Over time, exciting things happen to ROI when you remember to ignore sunk costs.
Consider three projects with lead times of 12, 6 and 3 months respectively, each having an ROI of 33% (no IRR calculation here, just a simple payback of 1.33 for every 1 invested). Comparable, right?
For the sake of simplicity, let’s assume (i) that burn rates are constant on each project, and (ii) that any uncertainty in the ROI figure derives entirely from the payback element and not from the cost part.
What do these projects look like after a month of progress?
The 12 month project is now an 11 month project. For a further investment of just 11 months’ worth of work we will get the original payback (1.33 times the 12 month cost), giving a return of about 45%. Pretty decent! Or not…

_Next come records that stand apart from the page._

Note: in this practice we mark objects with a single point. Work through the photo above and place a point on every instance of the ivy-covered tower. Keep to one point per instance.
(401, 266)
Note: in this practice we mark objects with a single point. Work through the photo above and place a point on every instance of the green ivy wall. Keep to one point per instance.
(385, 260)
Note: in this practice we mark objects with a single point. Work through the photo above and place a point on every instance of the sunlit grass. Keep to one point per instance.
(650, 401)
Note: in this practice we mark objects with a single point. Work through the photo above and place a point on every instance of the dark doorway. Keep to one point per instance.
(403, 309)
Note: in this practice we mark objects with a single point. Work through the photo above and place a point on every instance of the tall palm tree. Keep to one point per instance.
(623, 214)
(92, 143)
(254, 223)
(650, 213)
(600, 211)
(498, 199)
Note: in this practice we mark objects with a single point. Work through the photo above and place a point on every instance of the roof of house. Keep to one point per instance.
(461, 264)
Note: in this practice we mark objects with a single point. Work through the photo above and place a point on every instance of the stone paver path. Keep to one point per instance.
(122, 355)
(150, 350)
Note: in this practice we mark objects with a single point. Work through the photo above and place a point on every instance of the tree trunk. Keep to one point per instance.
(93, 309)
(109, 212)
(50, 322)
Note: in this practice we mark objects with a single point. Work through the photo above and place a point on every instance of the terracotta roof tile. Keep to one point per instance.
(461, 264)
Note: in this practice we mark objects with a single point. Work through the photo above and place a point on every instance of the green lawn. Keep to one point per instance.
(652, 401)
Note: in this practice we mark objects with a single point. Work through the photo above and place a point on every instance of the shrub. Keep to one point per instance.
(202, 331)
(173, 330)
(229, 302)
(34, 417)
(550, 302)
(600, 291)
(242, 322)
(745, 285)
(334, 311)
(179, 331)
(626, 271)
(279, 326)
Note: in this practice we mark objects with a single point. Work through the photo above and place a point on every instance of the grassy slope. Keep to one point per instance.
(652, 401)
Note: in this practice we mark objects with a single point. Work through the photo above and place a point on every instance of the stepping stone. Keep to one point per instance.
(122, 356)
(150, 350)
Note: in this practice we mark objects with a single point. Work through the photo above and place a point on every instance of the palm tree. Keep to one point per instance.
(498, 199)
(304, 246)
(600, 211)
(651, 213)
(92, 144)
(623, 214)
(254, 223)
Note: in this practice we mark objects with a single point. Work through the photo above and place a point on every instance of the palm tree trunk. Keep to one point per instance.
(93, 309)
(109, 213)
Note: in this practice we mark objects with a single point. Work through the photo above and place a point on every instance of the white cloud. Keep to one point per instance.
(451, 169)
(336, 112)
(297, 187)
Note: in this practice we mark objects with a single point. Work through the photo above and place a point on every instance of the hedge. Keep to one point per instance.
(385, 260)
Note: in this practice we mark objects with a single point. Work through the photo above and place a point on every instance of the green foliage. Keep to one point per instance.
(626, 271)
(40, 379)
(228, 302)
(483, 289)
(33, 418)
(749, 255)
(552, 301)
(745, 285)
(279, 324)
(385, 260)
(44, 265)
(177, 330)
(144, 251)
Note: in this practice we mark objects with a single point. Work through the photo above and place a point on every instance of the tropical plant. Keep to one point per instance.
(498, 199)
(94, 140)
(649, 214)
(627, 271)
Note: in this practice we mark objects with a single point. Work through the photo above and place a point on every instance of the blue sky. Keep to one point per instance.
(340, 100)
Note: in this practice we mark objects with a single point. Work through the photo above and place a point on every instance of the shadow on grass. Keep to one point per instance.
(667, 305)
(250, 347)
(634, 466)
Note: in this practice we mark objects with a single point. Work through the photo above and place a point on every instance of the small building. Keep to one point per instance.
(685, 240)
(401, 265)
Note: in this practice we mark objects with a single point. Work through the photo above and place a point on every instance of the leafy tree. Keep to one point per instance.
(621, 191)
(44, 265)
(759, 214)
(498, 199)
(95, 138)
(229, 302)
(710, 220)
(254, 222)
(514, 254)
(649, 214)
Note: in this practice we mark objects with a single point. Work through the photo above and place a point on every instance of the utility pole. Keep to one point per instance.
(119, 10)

Our 6 month project will return 60% on its remaining 5 months work, and with only 2 months left to run, our 3 month project has an ROI of very nearly 100%. We will double the money we’re about to spend!
Amazingly, even if the 3 month project had started with an ROI of 0, after a little less than a month it would still look better than the 12 month project. This is not say that we would want to start a project with an ROI of 0 (though we might), but low worst-case estimates should be much less of a concern on projects of short duration.
Corollaries
- If you’re into ROI comparisons, don’t make the mistake of comparing the historical ROIs of current projects.
- If adding a new project to your portfolio will delay projects already running, the economic impact may be very much worse than you realise. Same goes at task level of course. Limit your work in progress!
- The economics of splitting out partial, earlier deliveries from your long project may be very much better than you think, even if the highest value parts of the project are still some way off.
I could go on. Short is good here people!